Monday, May. 24, 1943

Nature Notes

Bolstered by the complete works of Henry David Thoreau, newly bought, Novelist Sinclair Lewis abandoned his Manhattan duplex for rustic life in his home state, Minnesota. He told a reporter that a reading of Thoreau would explain all, but admitted: "I don't mean I want to go around in a sheet like Gandhi." Next fall, he will do some public debating on rusticity, said he.

In gamy Memphis another clean-up campaign was in full swing, and as usual owl-eyed, benign Boss Ed Crump, 67, was the prime cudgel-wielder. This time he was after the cats. Memphis songbirds were in peril, said the boss, so cats must go. A "nice house cat" was all right, but tramps of either sex were out. Promptly cattraps began to appear in Memphis back yards, particularly those of county and city employes. County Commissioner Francis Andrews trapped three right off.

"These young naval officers that we see about the place, all wearing terrific piratical beards, are now the lucky fellows," sighed Novelist J. B. Priestley in a BBC broadcast in which he modestly boasted that he had been using the same razor blade for a month. "Women say they dislike beards," said he, "but that, I fancy, is because women can't help having a secret and uneasy respect for the bearded male, a respect they don't feel for us smooth-faced fellows."

Sons

For photographic reconnaissance on the Northwest African front, the Air Medal was awarded to Colonel Elliott Roosevelt, who last December got the Distinguished Flying Cross. In Auckland, N.Z., on leave from command of a raider battalion in the South Pacific, older brother Lieut. Colonel James Roosevelt was reported headed for the San Diego Naval Hospital with a light case of malaria.

The Berlin radio said King Mihai of Rumania, son of ex-King Carol, had measles. Rome radio said it was scarlet fever.

Victim of infantile paralysis since last October, redheaded Alain Darlan, 29, son of the late French Admiral, turned up at Georgia's Warm Springs Foundation Hospital--almost certainly by the kindness of Franklin Roosevelt. With him were his mother, his pretty blonde wife Annie, a French physician, and a French orderly. Flown out of the Algiers danger zone last December, Darlan arrived in the U.S. by ship three weeks ago.

Wonderland

Johnny Weissmuller, unhurt in a bus crash, extricated another passenger from the wreckage; gunpowder from a prop revolver burned the hand of Erich von Stroheim. Reporting the incidents, the Los Angeles Daily News earnestly began: "Not all the heroism, nor all the pain is on Guadalcanal or in North Africa."

Getting Ahead

Dapper Diplomat Anthony J. Drexel Biddle, 45, who used to be five Ambassadors and two Ministers (all to London-resident Governments in exile) became six Ambassadors and one Minister when the U.S. and Czecho-Slovakia upped their diplomatic relations a notch, from legations to embassies.

Just as the honorary-degree season opened, Leighton Goldie McCarthy, Canadian Minister to the U.S., advised graduates of Queen's University that "for rapid advancement among the intelligentsia" there is nothing quite like a diplomatic career.
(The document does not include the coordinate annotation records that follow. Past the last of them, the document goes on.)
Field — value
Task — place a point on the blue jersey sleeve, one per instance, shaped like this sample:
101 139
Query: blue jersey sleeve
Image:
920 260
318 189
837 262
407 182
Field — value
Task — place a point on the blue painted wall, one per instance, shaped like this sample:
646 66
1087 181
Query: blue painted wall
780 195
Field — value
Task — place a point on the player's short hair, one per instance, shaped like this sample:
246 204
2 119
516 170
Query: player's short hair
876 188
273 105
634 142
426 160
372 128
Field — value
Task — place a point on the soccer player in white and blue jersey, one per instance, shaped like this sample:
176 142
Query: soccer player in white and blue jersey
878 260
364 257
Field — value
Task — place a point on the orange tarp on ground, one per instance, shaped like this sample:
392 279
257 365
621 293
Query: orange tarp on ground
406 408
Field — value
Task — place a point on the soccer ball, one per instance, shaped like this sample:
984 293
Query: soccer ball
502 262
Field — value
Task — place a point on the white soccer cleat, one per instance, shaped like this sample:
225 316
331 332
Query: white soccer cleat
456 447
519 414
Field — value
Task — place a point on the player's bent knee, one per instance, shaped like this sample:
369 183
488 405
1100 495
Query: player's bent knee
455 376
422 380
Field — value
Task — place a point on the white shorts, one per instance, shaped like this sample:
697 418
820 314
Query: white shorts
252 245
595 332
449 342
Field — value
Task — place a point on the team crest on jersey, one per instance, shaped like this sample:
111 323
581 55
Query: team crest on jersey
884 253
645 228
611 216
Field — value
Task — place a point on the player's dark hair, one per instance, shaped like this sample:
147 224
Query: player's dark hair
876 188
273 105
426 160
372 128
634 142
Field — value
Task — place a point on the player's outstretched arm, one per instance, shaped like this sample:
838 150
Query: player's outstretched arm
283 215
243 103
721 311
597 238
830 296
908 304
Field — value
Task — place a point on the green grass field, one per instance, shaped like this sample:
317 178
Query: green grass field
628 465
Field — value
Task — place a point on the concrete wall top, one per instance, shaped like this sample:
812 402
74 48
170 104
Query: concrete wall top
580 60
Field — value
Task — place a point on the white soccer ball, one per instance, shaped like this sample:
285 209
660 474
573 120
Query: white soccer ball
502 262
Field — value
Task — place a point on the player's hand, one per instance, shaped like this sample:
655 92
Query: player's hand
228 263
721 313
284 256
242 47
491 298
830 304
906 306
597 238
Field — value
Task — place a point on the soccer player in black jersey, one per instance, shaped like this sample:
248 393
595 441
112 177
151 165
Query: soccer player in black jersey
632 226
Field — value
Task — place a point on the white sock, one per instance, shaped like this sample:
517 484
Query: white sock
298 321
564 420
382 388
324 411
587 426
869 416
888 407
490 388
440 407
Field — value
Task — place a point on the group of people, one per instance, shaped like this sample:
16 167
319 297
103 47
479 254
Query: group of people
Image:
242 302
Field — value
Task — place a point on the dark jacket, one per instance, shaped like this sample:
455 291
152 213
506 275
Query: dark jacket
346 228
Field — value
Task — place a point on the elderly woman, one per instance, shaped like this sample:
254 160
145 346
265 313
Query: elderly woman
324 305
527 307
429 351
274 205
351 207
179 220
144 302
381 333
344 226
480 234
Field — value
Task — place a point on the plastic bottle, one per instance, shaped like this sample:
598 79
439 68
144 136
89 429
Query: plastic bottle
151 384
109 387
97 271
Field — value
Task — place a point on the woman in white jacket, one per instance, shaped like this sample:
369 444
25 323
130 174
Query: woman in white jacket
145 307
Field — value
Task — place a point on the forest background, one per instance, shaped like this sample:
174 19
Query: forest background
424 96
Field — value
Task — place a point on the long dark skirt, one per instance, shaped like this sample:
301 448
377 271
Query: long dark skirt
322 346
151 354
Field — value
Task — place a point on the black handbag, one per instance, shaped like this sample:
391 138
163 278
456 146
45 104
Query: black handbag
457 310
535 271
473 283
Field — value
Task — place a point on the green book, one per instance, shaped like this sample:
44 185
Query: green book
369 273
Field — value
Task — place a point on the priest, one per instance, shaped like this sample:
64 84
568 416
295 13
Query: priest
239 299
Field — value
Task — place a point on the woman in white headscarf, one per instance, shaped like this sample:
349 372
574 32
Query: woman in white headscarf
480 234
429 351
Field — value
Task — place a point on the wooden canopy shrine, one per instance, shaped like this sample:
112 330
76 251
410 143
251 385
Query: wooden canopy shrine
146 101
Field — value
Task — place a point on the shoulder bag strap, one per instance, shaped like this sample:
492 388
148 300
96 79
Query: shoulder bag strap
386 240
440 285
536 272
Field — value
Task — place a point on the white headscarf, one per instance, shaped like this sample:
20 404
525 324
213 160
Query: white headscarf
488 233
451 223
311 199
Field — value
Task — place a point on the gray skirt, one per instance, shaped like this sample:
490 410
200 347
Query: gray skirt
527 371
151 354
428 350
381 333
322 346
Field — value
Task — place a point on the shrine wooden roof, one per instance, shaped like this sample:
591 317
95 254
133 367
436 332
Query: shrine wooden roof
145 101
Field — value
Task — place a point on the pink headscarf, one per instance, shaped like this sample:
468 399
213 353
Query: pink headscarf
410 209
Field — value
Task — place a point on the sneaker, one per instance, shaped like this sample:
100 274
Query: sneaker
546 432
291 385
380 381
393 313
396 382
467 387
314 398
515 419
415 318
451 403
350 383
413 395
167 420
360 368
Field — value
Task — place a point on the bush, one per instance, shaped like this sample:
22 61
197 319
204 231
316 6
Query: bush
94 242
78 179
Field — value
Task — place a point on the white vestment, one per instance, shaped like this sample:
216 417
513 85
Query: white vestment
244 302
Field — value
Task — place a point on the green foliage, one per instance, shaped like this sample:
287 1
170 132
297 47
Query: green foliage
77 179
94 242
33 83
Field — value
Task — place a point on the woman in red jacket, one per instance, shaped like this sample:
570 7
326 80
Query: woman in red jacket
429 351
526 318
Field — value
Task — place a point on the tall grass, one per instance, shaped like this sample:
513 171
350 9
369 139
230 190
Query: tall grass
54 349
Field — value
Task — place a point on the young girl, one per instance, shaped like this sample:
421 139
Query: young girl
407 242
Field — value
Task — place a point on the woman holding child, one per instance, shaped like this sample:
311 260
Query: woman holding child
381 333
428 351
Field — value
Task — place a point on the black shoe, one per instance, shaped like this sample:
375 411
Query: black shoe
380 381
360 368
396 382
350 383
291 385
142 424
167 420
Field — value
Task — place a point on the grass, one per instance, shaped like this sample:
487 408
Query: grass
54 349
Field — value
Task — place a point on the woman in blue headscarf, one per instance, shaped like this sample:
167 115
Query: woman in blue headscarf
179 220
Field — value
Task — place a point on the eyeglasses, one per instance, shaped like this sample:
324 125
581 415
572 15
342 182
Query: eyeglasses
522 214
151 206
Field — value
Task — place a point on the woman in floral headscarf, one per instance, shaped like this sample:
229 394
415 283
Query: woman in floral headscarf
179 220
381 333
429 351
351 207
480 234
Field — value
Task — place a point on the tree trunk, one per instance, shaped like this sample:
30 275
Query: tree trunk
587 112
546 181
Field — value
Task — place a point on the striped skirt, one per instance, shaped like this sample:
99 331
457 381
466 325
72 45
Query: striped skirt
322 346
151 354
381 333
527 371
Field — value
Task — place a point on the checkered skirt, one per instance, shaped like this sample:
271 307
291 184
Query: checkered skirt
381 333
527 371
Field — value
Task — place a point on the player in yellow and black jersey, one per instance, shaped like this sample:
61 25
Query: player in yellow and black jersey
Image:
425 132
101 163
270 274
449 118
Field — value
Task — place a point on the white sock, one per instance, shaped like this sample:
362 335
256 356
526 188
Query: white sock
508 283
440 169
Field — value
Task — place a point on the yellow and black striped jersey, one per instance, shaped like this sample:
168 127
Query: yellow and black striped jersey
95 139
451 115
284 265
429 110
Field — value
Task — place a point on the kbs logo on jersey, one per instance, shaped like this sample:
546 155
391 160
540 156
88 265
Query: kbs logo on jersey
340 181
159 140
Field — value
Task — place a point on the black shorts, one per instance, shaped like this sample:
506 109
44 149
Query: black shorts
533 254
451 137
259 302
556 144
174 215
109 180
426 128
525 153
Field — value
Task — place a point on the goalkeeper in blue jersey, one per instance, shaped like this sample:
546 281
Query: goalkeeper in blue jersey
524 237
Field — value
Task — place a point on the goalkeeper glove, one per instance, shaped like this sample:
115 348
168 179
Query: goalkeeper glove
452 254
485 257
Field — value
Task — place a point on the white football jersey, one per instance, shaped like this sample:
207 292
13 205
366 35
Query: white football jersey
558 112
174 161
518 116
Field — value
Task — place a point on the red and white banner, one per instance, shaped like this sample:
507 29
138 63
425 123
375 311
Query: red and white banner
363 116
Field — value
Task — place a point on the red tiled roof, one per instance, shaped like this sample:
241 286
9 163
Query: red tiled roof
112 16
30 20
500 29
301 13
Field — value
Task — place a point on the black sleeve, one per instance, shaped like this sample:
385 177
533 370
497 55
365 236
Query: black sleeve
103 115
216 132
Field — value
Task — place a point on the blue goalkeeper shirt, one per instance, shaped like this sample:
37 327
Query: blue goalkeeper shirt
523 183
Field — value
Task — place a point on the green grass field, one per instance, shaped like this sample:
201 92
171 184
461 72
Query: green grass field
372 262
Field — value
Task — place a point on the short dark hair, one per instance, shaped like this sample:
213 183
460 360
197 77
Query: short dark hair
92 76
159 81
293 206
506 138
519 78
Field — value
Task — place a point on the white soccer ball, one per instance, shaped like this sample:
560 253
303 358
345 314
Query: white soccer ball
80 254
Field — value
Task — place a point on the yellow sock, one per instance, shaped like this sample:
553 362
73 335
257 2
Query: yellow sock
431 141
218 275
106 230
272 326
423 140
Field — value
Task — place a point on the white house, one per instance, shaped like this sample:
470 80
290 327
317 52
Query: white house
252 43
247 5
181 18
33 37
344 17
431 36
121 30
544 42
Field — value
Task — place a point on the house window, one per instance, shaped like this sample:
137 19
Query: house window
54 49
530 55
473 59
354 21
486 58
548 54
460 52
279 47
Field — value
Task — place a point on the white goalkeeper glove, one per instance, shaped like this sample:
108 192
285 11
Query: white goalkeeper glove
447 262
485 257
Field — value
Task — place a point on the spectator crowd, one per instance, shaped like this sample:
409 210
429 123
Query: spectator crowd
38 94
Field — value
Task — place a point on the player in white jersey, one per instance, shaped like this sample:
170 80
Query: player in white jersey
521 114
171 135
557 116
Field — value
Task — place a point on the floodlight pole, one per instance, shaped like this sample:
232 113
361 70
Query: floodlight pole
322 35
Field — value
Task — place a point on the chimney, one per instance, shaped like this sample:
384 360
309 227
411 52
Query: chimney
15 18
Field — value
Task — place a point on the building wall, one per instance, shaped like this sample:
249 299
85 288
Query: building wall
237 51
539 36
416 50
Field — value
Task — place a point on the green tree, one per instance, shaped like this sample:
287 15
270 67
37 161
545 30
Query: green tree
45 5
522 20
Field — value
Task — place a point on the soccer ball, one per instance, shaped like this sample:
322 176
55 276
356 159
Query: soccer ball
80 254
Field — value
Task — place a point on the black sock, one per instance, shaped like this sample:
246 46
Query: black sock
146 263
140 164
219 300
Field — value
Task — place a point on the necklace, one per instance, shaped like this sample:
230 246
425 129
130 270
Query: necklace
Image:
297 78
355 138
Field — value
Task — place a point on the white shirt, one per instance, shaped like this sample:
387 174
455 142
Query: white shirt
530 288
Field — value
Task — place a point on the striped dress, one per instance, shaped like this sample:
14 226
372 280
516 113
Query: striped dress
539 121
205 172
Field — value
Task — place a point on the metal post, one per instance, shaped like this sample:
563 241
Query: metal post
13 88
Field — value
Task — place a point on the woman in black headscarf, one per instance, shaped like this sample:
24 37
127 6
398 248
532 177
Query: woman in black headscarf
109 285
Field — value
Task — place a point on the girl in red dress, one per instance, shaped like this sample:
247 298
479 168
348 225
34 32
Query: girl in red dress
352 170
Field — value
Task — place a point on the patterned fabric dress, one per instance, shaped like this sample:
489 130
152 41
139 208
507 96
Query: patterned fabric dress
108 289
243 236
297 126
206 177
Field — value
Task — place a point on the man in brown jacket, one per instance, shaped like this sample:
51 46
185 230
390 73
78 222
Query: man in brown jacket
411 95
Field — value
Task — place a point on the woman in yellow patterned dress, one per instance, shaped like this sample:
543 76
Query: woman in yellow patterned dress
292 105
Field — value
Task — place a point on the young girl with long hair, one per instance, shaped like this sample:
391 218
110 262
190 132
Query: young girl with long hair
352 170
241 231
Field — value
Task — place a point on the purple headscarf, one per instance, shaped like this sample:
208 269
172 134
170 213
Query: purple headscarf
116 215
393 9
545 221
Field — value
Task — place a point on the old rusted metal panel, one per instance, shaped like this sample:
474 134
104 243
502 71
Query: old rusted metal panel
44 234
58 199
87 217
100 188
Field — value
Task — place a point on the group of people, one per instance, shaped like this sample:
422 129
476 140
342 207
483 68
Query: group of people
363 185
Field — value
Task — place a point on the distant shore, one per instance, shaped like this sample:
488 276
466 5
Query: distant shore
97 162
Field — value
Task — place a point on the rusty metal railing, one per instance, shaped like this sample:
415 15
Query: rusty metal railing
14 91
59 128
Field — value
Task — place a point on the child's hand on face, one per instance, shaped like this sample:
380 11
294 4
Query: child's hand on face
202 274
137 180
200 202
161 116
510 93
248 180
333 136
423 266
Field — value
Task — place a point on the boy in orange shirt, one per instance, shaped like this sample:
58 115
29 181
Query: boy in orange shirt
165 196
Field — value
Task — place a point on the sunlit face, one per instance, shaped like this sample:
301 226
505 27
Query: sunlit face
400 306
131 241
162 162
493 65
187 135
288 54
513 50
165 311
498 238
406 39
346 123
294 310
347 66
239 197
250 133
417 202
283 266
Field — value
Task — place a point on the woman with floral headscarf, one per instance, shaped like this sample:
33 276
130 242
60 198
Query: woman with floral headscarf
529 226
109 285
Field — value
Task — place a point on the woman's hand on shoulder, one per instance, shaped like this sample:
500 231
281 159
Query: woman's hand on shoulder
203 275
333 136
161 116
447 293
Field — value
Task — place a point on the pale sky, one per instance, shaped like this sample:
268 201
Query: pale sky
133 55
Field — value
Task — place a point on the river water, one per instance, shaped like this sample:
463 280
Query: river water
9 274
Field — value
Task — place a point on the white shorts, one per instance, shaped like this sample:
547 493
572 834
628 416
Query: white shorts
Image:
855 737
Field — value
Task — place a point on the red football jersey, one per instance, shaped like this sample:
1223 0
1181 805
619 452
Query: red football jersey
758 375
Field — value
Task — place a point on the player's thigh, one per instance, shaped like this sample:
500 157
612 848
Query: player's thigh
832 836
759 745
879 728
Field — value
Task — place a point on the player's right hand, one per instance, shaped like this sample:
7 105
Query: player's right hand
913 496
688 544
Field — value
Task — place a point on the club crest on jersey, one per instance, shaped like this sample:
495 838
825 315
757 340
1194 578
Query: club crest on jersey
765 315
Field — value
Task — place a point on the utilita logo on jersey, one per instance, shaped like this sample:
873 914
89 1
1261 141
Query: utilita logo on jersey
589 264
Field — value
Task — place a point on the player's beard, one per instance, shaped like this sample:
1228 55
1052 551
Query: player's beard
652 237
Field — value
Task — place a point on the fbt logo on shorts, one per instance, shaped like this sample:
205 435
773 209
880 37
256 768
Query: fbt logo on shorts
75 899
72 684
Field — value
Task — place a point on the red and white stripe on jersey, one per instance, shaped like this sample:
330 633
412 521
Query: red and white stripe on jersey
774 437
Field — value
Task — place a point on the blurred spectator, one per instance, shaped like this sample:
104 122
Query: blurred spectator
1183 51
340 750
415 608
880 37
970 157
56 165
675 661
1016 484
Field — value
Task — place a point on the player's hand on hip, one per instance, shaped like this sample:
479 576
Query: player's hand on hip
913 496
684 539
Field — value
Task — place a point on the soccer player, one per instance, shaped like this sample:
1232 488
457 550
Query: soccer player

The 73-year-old diplomat cited his own case as proof; no college graduate, he got his first degree (honorary) within a month after he became Minister, within the next 18 got two more.

Wartime Ascot

To the Royal course at Ascot, once synonymous with grey toppers, pigeon-pout cravats, floppy picture hats and parasols, went George VI in his field uniform, Queen Elizabeth in a neat lilac ensemble. For the first races at Ascot since the war began, the Royal Enclosure (peacetime sanctum sanctorum of the nobility) was open to the public. After forgoing the long-standing custom of driving the royal mile, the King & Queen watched four races, saw the King's horse, Tipstaff, come in last.

Daughters

To the U.S. from London came news and a picture (see cut) of 23-year-old Jadwiga Pilsudski, daughter of Poland's late great hero; she is ferrying planes for Britain's Air Transport Auxiliary.

To Domestic Relations court in Manhattan, from her Valley Cottage chicken farm, came mink-coated Mrs. Rose Hovick Thompson to start nonsupport proceedings against her novelist-stripper daughter, Gypsy Rose Lee. "Mamma is sore," said Gypsy, "because I won't pay the income tax on the money I give her." Mamma's complaint was that daughter had simply stopped giving. Daughter denied it, said Mamma had had $3,900 from her to finance the chicken farm, and next thing she knew Mamma had spent the money on a new house and was back for more to finish paying for it. (Daughter recently bought a 30-room home for herself.) "I have two little duodenal ulcers," confided Gypsy to the press, "and if I start worrying about Mamma I'm going to end up back in the hospital again."